A question about the persistence of suffering even after recognizing awareness, and why old patterns of contraction continue to reassert themselves.
A question about the persistence of suffering even after recognizing awareness, and why old patterns of contraction continue to reassert themselves.
Hello?
Yes, hello. What's your question?
I notice that even after I've seen through a pattern of suffering, it comes back. I'll have a moment of clarity where I recognize awareness, and the contraction loosens, but then a few hours later, or the next day, the same pattern returns. It feels like suffering has become a habit. Why does this keep happening, and what do I do about it?
This is a very common and important question. Let me address it directly.
The difference between insight and integration
First, there is a difference between having an insight and that insight being fully integrated. An insight can be genuine. You can truly see that awareness is already present, that the contraction is not what you are. That seeing is real. But the nervous system, the body, the habitual patterns of thinking and reacting, these have momentum. They have been reinforced over years, sometimes decades. A single moment of seeing does not automatically undo all of that conditioning.
Think of it this way. If you have been clenching your fist for thirty years, and someone shows you that your hand can open, you see it. You open it. But the muscles have memory. The tendency to clench will reassert itself, not because the insight was false, but because the body and mind have grooves, patterns that repeat themselves.
Suffering as identity
There is also something subtler happening. Often, suffering has become part of how we know ourselves. The pattern of contraction is not just an experience; it is woven into our sense of who we are. So when it dissolves, even briefly, there can be a disorientation. And the mind, seeking familiar ground, reaches back for the old pattern. It is not doing this maliciously. It is doing what minds do: seeking coherence, seeking the known.
So the return of the pattern is not a failure. It is the natural process of a deeply conditioned system encountering something new.

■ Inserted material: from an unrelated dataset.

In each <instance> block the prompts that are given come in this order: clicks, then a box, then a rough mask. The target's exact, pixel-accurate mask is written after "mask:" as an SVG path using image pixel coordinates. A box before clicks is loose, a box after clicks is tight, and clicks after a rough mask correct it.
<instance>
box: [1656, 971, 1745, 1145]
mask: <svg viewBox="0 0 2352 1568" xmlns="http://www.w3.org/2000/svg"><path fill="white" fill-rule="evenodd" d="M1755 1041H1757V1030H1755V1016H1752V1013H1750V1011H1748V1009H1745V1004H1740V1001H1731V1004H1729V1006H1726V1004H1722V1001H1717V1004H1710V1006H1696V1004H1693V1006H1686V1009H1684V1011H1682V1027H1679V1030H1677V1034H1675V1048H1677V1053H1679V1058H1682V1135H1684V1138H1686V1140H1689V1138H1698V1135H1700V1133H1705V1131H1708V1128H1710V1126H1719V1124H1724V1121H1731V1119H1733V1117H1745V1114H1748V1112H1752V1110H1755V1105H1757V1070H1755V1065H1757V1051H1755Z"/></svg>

Each time you see through it, something shifts, even if the pattern returns. The seeing itself leaves a mark. Over time, the pattern loses its grip, not all at once, but gradually.
What to do when it returns
Now, what do you do about it? You do exactly what you did the first time. You recognize. You see. You don't fight the pattern, and you don't indulge it. You simply notice: "Here it is again." That noticing is not passive. It is the most active thing you can do, because it is awareness recognizing itself, even in the midst of contraction.
The mistake people make is thinking that the goal is for the pattern never to return. That sets up a war with your own experience. Instead, the practice is this: each time the pattern arises, meet it with the same clarity. Over time, the gap between the arising of the pattern and the recognition of it shrinks. Eventually, the pattern may arise and dissolve almost simultaneously, because awareness is already present and no longer fooled by it.
That's helpful. But sometimes when it comes back, it feels even stronger, like I'm going backward.
Yes, that is a very common experience, and it can be discouraging. But consider this: it may not actually be stronger. What has changed is your sensitivity. Before the insight, you were so identified with the pattern that you could not even see it clearly. Now you see it, and because you see it more clearly, it appears more vivid, more intense. A room that seemed dim before now seems brighter, not because the light increased, but because you opened the curtains.
Also, sometimes what is happening is that the pattern, having been seen through once, is being met by a subtle resistance. There is a thought: "This shouldn't be here anymore. I already saw through this." That resistance adds energy to the pattern. It gives it a second layer of contraction on top of the original one. So now you have the pattern, plus the suffering about the pattern returning. Drop the second layer. Let the pattern be there without the commentary about what it means that it returned.
The deepening of recognition
Each return of the pattern is actually an invitation to deepen the recognition. The first time you see through it, you see from a certain depth. The next time it returns, you have the opportunity to see from a deeper place. This is not repetition; it is refinement. The recognition becomes more subtle, more immediate, more effortless. But this only happens if you do not treat the return as failure.
So be patient with the process. Trust the seeing itself. The seeing is what matters, not the absence of the pattern. In time, the pattern fades, not because you conquered it, but because it was never truly yours to begin with. It was only a habit, and habits, when no longer fed, dissolve on their own.